When I joined my first New City discipleship group five years ago, we began the process of memorizing Romans 8. Scripture memory was a new discipline for me, but over the course of two years I did commit that chapter to my memory. These words that are hidden in my heart have come to the surface over these past few days when I’ve felt tempted to succumb to fear and anxiety. Out of my meditations in Romans, I have been reminded of three disciplines that I need to practice daily when my feelings start run away with me.
First, I need to actively control my thoughts.
“For those who live according to the flesh set their minds on the things of the flesh, but those who live according to the Spirit set their minds on the things of the Spirit. For to set the mind on the flesh is death, but to set the mind on the Spirit is life and peace.”Romans 8:5-6
We can choose where our minds are focused each and every day. The world wants us to panic, but those of us who know Jesus can choose a different path. When I’m not feeling God’s peace, I can consciously turn my mind from the things of this world, the flesh, and focus on the truths that God has laid before me. He is with us until the end of the age. I am not alone. I am loved. God is both good and fully in control.
Next, I must remember that as a believer I am to live as a person of hope.
“For I consider that the sufferings of this present time are not worth comparing with the glory that is to be revealed to us.”Romans 8:18
This verse reminds me that suffering is to be expected in this life. Jesus didn’t promise his people perfect health or lifelong prosperity. But more importantly, He has promised us an eternal share in his glory and a time when suffering will be at an end.
In the Lord of the Rings books, after much suffering, Samwise Gamgee reunites with his friend Gandalf, whom he had thought was dead. Sam asks him, “Is everything sad going to come untrue?” I long for a time when all sad things will come untrue.
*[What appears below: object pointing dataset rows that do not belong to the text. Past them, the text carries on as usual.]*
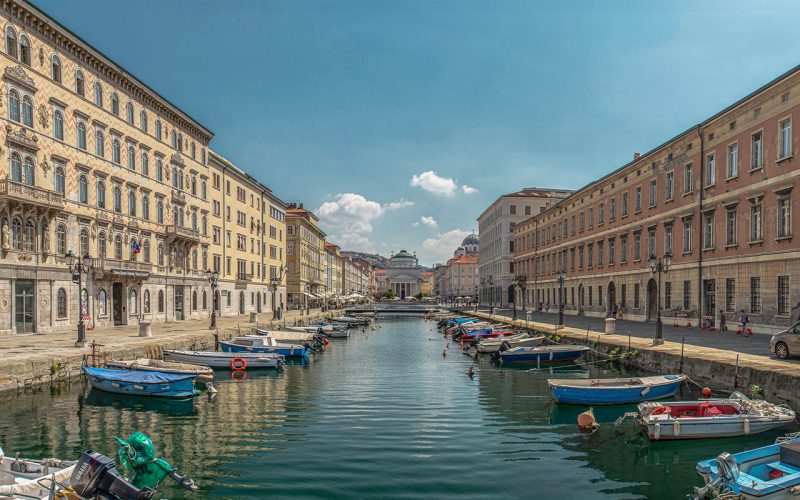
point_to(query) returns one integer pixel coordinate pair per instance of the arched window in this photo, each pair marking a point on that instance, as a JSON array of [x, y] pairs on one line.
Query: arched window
[[61, 303], [30, 237], [80, 86], [16, 235], [28, 173], [146, 207], [16, 167], [27, 111], [25, 50], [117, 199], [102, 245], [13, 105], [61, 239], [118, 247], [101, 194], [82, 135], [132, 203], [116, 151], [84, 241], [58, 125], [11, 42], [132, 302], [83, 189], [98, 94], [60, 182], [102, 303], [55, 68], [99, 143]]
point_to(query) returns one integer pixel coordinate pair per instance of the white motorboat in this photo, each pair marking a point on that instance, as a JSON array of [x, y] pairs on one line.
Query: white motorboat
[[224, 359], [521, 340], [735, 416], [157, 365]]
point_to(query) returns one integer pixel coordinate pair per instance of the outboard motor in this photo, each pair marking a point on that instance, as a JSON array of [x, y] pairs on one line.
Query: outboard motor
[[727, 474]]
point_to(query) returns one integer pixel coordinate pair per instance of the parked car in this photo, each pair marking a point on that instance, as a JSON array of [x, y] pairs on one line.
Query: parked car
[[787, 342]]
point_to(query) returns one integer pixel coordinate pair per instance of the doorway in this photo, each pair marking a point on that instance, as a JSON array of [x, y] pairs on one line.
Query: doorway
[[117, 303], [24, 300], [179, 302]]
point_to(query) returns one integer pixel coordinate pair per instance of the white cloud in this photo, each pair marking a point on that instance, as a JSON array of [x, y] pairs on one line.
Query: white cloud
[[349, 217], [426, 221], [441, 247], [433, 183]]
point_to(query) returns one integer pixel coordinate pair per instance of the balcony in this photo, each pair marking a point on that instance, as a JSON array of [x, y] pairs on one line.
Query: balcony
[[31, 195]]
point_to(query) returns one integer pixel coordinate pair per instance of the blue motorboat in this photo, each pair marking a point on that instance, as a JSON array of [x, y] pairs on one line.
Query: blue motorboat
[[614, 391], [768, 472], [542, 354], [143, 383], [258, 343]]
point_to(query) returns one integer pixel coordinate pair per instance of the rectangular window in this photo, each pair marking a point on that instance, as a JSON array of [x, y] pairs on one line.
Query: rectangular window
[[730, 227], [733, 160], [711, 170], [756, 222], [784, 209], [730, 295], [783, 295], [687, 236], [669, 191], [755, 295], [756, 151], [687, 294], [653, 193], [708, 231], [785, 145], [687, 179]]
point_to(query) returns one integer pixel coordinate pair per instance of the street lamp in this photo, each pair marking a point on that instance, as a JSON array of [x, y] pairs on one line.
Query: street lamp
[[213, 280], [78, 267], [657, 266], [561, 275]]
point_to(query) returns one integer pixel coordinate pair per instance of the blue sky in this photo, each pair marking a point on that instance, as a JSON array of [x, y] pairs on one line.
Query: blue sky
[[400, 121]]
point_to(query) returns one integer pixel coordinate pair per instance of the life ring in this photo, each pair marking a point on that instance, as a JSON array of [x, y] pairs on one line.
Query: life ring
[[238, 364], [660, 410]]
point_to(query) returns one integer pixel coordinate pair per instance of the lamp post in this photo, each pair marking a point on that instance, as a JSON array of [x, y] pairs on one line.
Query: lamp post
[[561, 275], [213, 280], [79, 266], [659, 265]]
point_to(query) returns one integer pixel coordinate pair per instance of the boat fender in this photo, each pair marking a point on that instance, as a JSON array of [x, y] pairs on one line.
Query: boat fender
[[238, 364]]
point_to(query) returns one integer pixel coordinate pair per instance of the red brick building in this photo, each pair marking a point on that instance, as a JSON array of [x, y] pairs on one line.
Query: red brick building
[[718, 198]]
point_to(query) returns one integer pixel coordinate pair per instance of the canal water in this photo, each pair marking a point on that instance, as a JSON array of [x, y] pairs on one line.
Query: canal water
[[381, 415]]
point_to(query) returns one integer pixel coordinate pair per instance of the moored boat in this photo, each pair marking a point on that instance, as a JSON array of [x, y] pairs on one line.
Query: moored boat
[[144, 383], [732, 417], [611, 391], [542, 354], [224, 359]]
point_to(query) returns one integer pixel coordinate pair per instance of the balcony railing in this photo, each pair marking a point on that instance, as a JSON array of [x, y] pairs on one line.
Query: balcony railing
[[31, 194]]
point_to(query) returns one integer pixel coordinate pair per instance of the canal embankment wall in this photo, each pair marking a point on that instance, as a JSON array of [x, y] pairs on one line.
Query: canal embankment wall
[[722, 370]]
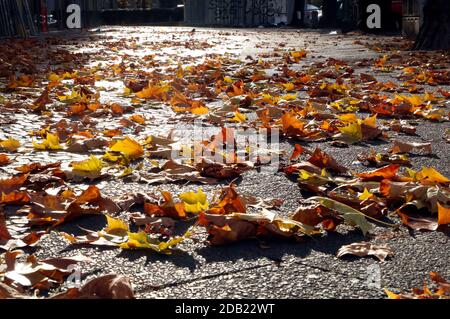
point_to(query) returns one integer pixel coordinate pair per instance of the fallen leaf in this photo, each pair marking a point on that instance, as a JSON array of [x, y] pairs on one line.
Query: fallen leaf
[[364, 249]]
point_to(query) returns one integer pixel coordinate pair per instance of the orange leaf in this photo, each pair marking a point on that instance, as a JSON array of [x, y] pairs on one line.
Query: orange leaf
[[443, 215], [387, 172], [297, 152]]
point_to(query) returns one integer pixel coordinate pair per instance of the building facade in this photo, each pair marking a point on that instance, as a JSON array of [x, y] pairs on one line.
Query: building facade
[[238, 13]]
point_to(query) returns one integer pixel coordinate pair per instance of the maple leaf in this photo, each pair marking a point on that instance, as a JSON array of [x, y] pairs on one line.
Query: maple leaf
[[363, 249], [128, 147], [51, 142], [92, 165], [443, 215], [11, 145], [195, 202]]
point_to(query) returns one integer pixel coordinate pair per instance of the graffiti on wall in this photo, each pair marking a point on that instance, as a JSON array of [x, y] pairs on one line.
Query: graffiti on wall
[[247, 12]]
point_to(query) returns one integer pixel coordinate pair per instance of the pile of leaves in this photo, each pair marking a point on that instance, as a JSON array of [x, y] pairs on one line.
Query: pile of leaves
[[105, 115]]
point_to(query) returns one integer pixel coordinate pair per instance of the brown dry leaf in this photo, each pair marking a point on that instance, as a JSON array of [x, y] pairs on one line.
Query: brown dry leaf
[[222, 171], [404, 147], [441, 291], [443, 215], [364, 249], [419, 223], [4, 160], [387, 172], [173, 171], [12, 184], [105, 287], [39, 274], [322, 160], [229, 202]]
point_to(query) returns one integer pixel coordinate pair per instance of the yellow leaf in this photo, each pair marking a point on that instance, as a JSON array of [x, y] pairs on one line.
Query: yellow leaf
[[127, 172], [11, 145], [391, 295], [289, 86], [93, 164], [349, 117], [443, 215], [53, 78], [50, 143], [351, 133], [199, 110], [430, 175], [138, 119], [371, 121], [128, 147], [289, 97], [239, 117], [116, 226], [227, 79], [195, 202], [365, 195], [73, 97]]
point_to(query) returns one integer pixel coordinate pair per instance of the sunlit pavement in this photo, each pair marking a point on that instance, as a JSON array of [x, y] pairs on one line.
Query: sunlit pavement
[[253, 268]]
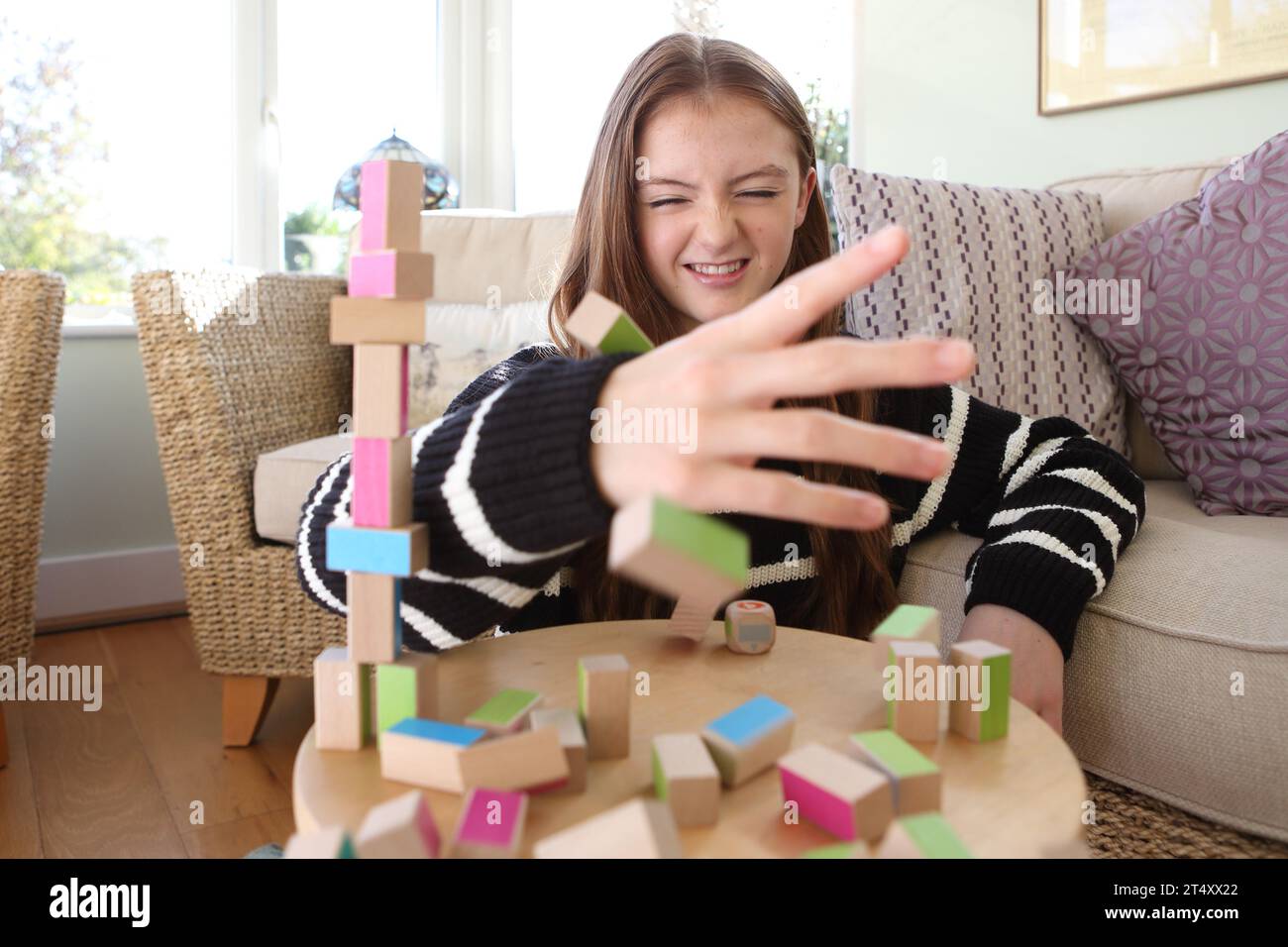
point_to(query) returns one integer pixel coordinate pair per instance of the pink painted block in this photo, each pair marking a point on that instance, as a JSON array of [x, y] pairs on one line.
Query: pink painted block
[[820, 806], [492, 819], [391, 274]]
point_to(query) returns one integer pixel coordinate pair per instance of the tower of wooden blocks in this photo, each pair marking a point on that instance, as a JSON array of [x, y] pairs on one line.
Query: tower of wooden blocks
[[694, 558], [389, 279]]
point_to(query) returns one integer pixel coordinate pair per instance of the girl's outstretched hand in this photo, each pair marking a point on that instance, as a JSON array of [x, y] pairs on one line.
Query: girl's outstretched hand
[[725, 376]]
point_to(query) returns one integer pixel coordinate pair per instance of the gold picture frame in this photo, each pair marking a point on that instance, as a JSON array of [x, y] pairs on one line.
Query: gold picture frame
[[1100, 53]]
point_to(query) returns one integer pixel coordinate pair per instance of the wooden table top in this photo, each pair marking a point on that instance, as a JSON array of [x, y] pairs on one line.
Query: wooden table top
[[1019, 796]]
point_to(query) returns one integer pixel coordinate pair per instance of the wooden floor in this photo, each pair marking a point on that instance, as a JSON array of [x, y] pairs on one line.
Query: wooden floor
[[125, 781]]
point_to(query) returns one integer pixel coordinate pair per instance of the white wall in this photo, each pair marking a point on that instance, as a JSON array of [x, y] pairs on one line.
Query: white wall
[[952, 86]]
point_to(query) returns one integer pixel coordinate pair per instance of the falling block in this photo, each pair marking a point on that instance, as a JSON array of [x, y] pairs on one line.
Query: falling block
[[325, 843], [604, 705], [571, 738], [390, 197], [686, 779], [840, 849], [403, 827], [748, 738], [342, 701], [378, 390], [914, 779], [399, 551], [381, 480], [836, 792], [490, 825], [506, 712], [391, 274], [368, 321], [906, 624], [375, 628], [604, 328], [426, 753], [639, 828], [750, 626], [912, 673], [990, 665], [677, 552], [531, 761], [925, 835], [406, 686]]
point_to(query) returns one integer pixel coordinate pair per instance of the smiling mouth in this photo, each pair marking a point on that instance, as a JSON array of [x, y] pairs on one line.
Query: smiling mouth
[[717, 268]]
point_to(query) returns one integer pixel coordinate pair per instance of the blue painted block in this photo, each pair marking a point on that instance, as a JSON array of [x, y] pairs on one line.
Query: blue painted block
[[436, 729], [389, 552], [745, 724]]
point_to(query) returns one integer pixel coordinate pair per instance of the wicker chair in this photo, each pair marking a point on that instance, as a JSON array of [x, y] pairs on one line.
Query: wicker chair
[[237, 365], [31, 318]]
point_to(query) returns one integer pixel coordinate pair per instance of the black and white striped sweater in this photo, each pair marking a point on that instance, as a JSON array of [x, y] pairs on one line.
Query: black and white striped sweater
[[503, 482]]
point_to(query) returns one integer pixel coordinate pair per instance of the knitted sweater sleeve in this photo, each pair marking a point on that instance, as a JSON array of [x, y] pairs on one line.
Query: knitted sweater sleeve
[[1054, 506], [503, 482]]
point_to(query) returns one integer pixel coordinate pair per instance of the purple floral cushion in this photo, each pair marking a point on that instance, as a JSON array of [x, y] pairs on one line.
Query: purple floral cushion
[[1206, 350]]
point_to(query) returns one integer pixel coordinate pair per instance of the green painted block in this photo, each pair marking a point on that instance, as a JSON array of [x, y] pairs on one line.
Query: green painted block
[[711, 541], [898, 757], [623, 335], [907, 622], [502, 709], [934, 836]]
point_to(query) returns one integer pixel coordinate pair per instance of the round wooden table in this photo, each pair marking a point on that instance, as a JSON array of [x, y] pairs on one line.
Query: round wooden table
[[1019, 796]]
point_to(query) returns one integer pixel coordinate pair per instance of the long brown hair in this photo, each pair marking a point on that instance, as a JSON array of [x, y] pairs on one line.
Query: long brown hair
[[853, 589]]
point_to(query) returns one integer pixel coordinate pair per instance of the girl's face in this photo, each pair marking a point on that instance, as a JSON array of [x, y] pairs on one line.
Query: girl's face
[[719, 197]]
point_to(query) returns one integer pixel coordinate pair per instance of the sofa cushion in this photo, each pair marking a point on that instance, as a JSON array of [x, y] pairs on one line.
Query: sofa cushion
[[283, 479], [1196, 607]]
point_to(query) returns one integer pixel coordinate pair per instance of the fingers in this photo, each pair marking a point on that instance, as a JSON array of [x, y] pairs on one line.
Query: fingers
[[707, 487], [824, 437], [787, 311], [825, 367]]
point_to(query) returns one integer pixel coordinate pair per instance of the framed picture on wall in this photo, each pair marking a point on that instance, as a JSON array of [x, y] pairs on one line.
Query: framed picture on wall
[[1096, 53]]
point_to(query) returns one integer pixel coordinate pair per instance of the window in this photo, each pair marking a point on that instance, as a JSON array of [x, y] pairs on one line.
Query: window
[[115, 141], [347, 77]]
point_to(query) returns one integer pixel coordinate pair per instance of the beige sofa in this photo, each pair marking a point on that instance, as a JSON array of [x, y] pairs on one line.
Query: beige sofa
[[1197, 604]]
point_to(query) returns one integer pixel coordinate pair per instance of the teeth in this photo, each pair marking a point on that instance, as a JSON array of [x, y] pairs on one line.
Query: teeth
[[711, 269]]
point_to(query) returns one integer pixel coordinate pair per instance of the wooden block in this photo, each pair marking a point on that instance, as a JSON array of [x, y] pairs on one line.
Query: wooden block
[[391, 274], [604, 328], [748, 738], [913, 712], [403, 827], [571, 738], [342, 701], [325, 843], [836, 792], [399, 551], [926, 835], [490, 825], [378, 390], [406, 686], [914, 779], [604, 705], [531, 761], [750, 626], [686, 779], [678, 552], [426, 753], [390, 197], [375, 629], [368, 321], [381, 480], [991, 665], [905, 624], [840, 849], [506, 712], [639, 828]]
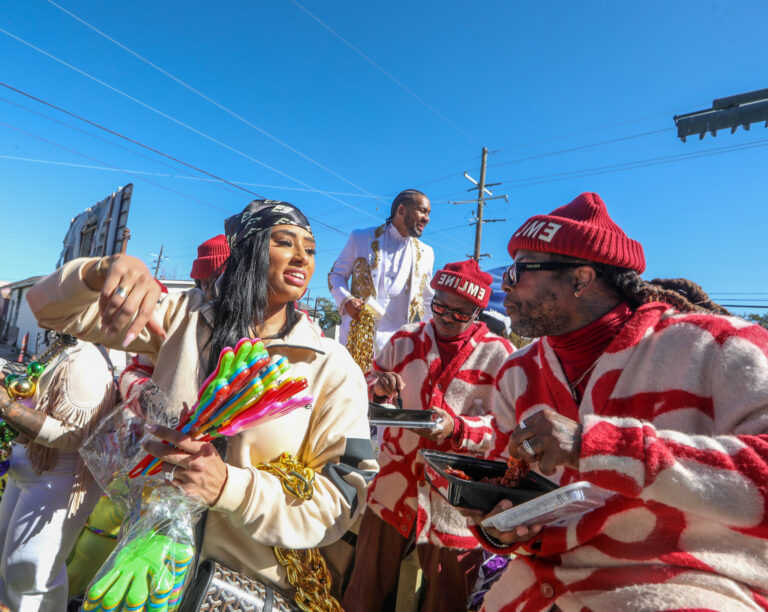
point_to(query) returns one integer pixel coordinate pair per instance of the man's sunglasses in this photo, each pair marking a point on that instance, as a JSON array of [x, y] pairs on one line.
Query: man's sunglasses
[[512, 275], [458, 315]]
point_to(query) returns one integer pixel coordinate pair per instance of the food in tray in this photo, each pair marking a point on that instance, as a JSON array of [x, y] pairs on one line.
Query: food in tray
[[513, 476]]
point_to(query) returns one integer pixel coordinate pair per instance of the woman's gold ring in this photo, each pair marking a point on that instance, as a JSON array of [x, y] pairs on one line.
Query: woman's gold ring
[[528, 448]]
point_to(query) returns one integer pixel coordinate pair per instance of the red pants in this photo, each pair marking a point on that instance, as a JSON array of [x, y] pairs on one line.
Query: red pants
[[449, 574]]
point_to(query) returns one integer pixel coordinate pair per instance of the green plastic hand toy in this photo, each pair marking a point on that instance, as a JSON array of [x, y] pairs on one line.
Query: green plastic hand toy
[[141, 577]]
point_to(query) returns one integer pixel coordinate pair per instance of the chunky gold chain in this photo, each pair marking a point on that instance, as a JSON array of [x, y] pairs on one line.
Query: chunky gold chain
[[296, 479], [305, 569], [308, 574], [361, 338]]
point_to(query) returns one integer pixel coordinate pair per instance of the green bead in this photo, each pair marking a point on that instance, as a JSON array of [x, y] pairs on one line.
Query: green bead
[[34, 369], [7, 433], [10, 378]]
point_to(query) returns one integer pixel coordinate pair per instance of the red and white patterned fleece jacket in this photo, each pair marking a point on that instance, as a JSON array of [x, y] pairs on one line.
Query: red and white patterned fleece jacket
[[399, 493], [674, 421]]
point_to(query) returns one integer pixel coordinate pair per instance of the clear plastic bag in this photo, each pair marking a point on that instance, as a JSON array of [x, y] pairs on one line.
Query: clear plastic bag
[[154, 558]]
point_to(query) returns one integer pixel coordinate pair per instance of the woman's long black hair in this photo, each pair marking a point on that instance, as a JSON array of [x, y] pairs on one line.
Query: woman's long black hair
[[243, 293]]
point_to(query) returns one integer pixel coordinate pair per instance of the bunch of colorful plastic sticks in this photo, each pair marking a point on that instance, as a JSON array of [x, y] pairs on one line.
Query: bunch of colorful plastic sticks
[[246, 388]]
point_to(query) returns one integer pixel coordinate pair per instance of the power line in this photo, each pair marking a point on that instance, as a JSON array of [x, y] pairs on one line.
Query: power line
[[184, 195], [579, 148], [160, 174], [384, 72], [113, 144], [60, 146], [182, 124], [589, 131], [119, 135], [212, 101], [654, 161]]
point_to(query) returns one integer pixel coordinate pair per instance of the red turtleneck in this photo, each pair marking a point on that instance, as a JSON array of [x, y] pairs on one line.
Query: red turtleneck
[[579, 350], [448, 347]]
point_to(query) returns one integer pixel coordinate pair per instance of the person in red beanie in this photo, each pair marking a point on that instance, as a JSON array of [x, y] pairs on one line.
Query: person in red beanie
[[446, 365], [648, 391], [211, 261]]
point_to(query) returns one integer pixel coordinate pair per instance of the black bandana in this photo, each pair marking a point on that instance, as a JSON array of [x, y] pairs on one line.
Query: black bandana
[[263, 214]]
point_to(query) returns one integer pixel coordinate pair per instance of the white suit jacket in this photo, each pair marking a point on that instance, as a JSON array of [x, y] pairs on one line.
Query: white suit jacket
[[361, 261]]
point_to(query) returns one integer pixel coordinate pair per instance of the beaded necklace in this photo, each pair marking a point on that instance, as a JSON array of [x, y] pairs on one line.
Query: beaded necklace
[[22, 386]]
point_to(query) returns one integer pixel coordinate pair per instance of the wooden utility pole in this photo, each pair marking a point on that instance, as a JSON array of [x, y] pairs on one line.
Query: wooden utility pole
[[159, 260], [482, 191], [126, 238], [480, 204]]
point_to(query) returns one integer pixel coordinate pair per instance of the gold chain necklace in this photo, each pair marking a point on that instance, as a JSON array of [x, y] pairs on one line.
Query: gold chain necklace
[[305, 569]]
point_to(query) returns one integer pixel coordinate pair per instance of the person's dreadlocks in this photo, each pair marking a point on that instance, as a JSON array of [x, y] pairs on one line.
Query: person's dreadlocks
[[681, 293]]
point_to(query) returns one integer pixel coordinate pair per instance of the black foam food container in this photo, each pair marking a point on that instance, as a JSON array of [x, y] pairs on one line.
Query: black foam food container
[[478, 495]]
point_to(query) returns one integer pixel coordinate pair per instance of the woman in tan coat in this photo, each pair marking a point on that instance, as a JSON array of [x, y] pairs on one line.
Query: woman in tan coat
[[114, 300]]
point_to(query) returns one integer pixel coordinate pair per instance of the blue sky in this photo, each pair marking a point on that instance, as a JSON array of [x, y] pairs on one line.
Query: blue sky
[[381, 97]]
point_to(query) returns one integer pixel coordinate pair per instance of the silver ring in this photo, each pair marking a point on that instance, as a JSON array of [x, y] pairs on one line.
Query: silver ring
[[528, 448]]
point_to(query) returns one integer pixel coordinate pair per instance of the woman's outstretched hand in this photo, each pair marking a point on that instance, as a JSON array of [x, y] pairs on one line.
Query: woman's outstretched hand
[[194, 466], [129, 293]]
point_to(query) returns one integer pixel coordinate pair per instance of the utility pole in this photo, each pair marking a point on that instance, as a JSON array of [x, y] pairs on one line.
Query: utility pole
[[159, 260], [126, 238], [480, 204], [482, 191]]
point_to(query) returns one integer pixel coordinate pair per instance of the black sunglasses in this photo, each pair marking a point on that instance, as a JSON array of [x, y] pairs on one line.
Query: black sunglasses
[[512, 275], [458, 315]]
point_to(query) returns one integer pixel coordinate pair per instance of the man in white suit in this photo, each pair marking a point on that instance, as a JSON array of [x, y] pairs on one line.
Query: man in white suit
[[389, 264]]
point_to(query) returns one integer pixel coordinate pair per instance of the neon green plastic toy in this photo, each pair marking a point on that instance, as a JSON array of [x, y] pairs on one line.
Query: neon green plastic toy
[[145, 576]]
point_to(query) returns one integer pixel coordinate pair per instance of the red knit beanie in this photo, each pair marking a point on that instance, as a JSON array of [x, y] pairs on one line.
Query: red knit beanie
[[580, 229], [211, 256], [465, 279]]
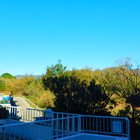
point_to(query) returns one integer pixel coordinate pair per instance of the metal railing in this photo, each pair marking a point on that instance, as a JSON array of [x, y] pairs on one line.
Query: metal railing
[[64, 124], [105, 125], [43, 129], [25, 114]]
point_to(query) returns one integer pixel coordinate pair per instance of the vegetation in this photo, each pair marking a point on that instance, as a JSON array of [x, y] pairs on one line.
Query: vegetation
[[112, 91]]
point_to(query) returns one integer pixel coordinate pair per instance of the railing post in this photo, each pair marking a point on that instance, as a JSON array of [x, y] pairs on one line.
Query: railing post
[[49, 114], [79, 124]]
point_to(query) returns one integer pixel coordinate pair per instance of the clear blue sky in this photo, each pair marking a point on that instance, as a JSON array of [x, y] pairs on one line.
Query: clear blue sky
[[35, 34]]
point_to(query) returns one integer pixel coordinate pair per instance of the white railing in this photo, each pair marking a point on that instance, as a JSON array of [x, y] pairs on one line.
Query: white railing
[[61, 123], [44, 129], [25, 114]]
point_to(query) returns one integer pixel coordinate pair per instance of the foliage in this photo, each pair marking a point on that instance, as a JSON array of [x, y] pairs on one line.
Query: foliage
[[56, 69], [72, 95], [8, 76], [2, 85]]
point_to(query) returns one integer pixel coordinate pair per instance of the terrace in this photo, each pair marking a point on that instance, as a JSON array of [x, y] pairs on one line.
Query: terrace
[[35, 124]]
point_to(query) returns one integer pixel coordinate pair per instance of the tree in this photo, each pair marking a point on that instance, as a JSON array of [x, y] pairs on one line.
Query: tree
[[72, 95], [2, 85], [55, 70]]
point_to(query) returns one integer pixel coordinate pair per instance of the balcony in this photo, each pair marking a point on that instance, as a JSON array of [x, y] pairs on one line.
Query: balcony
[[34, 124]]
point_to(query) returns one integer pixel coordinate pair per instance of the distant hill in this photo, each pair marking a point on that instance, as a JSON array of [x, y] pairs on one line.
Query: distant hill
[[21, 76]]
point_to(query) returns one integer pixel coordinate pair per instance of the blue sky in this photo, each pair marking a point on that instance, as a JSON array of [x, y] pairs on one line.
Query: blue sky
[[35, 34]]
I take comfort in knowing there will be a day when suffering will be no more; not in this life, but someday. This truth gives me hope when the world looks dark.
Finally, I am called to pray.
“Likewise the Spirit helps us in our weakness. For we do not know what to pray for as we ought, but the Spirit himself intercedes for us with groanings too deep for words. And he who searches hearts knows what is the mind of the Spirit because the Spirit intercedes for the saints according to the will of God.”Romans 8:26-27
Every morning, before my daughters wake up, I sit on my couch and meet the Lord in the quiet. I confess that over this past week, I haven’t known what to say to Him. Do I ask that He keep all those I love healthy? Do I ask that He return prosperity to our nation? Do I ask Him to let me personally avoid the suffering that a terrible virus could wreak on my flesh? Yet after several days, I have felt a peace in my prayer time that only the Spirit can bring. I may not know what I need to pray, but if I show up, He will meet me. He promises that the Spirit of God Himself is praying for me. That truth strengthens me to persevere, to seek his will, and continue in prayer.
We don’t know what the days and weeks ahead hold for any of us. But the truth is, we didn’t know that before Covid-19 made its appearance on our shores. What we do know is that God is good. He is faithful, present, and in control. By keeping our minds focused on his truth, living as people of hope, and meeting the Lord in prayer, we can continue doing what we have always been doing: being his church, seeking his Kingdom here on Earth.